Exercise #8: Standing Leg Lift

This more advanced exercise combines the benefits of one-legged flaps and supports, and is great for anyone who feels like you’ve mastered the first two, says Lichy.

Just try your body weight at first, then you can do it with a resistance band wrapped around your thighs just above your knees. Stand within easy reach of a piece of furniture or sturdy counter, wall, so you can catch up if you lose your balance. This is especially important when your legs are together.

How to: Standing Leg Lift

Stand up straight with your feet hip-width apart. If necessary, hold onto the wall or other sturdy furniture to keep your balance. Transfer your weight to one foot and slightly lift the opposite foot off the floor. Keep the raised leg straight and lift it to the side as far as possible. Stop, then lower your foot to touch the ground. He is a representative. Repeat the exercise 10 to 15 times, then switch sides and repeat the exercise. Aim for a total of two to three sets and rest for 30 to 60 seconds between sets.

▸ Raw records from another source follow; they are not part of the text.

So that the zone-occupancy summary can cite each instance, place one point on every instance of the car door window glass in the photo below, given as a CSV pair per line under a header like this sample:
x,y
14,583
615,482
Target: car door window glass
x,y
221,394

Exercise #9: Resistance-Band Shoulder Press

Shoulder presses are great for improving upper body strength and function, says Davis. While you can do this with free weights, this variation uses a long resistance band to eliminate the need to keep the weight tight and the risk of one falling on your head.

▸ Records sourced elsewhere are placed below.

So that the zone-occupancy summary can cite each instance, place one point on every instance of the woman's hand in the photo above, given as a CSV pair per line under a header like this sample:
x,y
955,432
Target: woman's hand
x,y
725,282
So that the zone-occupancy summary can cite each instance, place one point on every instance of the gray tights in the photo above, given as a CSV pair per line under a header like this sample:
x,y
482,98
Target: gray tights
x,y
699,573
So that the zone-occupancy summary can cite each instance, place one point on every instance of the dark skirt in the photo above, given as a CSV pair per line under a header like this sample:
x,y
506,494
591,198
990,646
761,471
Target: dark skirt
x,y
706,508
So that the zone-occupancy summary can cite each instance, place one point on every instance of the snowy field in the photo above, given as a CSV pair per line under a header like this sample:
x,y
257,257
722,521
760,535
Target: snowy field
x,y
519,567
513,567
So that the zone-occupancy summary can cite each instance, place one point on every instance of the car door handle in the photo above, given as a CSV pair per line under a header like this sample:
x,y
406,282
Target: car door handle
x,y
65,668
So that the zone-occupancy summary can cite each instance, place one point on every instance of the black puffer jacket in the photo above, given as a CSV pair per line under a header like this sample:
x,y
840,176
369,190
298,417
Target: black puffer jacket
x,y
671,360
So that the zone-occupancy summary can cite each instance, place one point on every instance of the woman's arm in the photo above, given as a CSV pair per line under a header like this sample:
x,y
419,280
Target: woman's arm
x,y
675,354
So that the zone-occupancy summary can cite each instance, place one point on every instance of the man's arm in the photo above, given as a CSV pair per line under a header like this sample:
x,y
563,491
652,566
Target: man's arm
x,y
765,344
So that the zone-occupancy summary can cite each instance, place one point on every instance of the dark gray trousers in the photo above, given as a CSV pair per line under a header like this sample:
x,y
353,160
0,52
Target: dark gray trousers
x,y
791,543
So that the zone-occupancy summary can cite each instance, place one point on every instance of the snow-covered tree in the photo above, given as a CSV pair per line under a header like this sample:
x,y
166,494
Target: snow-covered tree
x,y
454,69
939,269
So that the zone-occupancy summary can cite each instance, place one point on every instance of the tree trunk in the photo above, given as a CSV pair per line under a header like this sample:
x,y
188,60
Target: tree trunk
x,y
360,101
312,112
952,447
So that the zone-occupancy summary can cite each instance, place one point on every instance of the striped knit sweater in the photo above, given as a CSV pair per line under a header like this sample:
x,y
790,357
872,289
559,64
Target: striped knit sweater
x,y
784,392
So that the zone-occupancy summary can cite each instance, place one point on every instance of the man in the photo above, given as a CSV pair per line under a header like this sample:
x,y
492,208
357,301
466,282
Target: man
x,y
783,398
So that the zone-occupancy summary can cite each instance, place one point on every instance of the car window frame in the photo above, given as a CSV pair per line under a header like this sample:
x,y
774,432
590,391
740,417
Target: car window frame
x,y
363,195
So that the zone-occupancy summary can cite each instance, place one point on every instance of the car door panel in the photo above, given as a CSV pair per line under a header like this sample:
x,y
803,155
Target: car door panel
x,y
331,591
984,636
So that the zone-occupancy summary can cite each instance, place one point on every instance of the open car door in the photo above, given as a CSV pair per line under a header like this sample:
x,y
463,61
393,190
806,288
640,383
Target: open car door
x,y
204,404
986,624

How to: Resistance-Band Shoulder Press

Place a resistance band on the floor and stand in the center with your feet hip and shoulder width apart. Hold one end of the ribbon in each hand and place your hands in front of your shoulders with your palms facing forward and your elbows facing the floor. Strengthen your core and bend your knees slightly.

From there, without arching your lower back, place your hands on top of your head. Take a break, then slowly lower your hands onto your shoulders. He is a representative. Aim for two or three sets of eight to 10 total repetitions and rest for 30 to 60 seconds between sets.

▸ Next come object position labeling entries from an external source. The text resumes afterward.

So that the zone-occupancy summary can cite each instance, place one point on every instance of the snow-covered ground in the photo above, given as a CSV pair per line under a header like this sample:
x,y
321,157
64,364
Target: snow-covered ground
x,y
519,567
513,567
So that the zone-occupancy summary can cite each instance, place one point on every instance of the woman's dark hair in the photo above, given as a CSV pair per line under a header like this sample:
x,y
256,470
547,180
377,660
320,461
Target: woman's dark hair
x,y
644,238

Exercise #10: Standing Wood Chop

This advanced full-body exercise trains your ability to maintain balance as you change direction and focus, Davis says. At the same time, it strengthens the muscles of the trunk, legs and shoulders.

Only master this movement pattern with your body weight before you hold a weight (e.g. a medicine ball, a dumbbell, a soup can or a loaded backpack) with both hands.

How to: Standing Wood Chop

Stand with feet that are wider than shoulder width and bend your knees slightly. When using a weight, hold it with both hands. Bend your knees and twist your torso to keep the weight (or empty hands) off your left knee. Fix your eyes on the weight and focus on it throughout the movement.

Inhale as you lift the weight diagonally across your body, ending with your arms above your head turned to the right. Let your feet spin as you spin. Stop, then slowly lower the weight as you bend your knees to return to start. He is a representative. Do six to eight repetitions, then repeat on the other side. Do a total of 2 to 3 or 4 sets.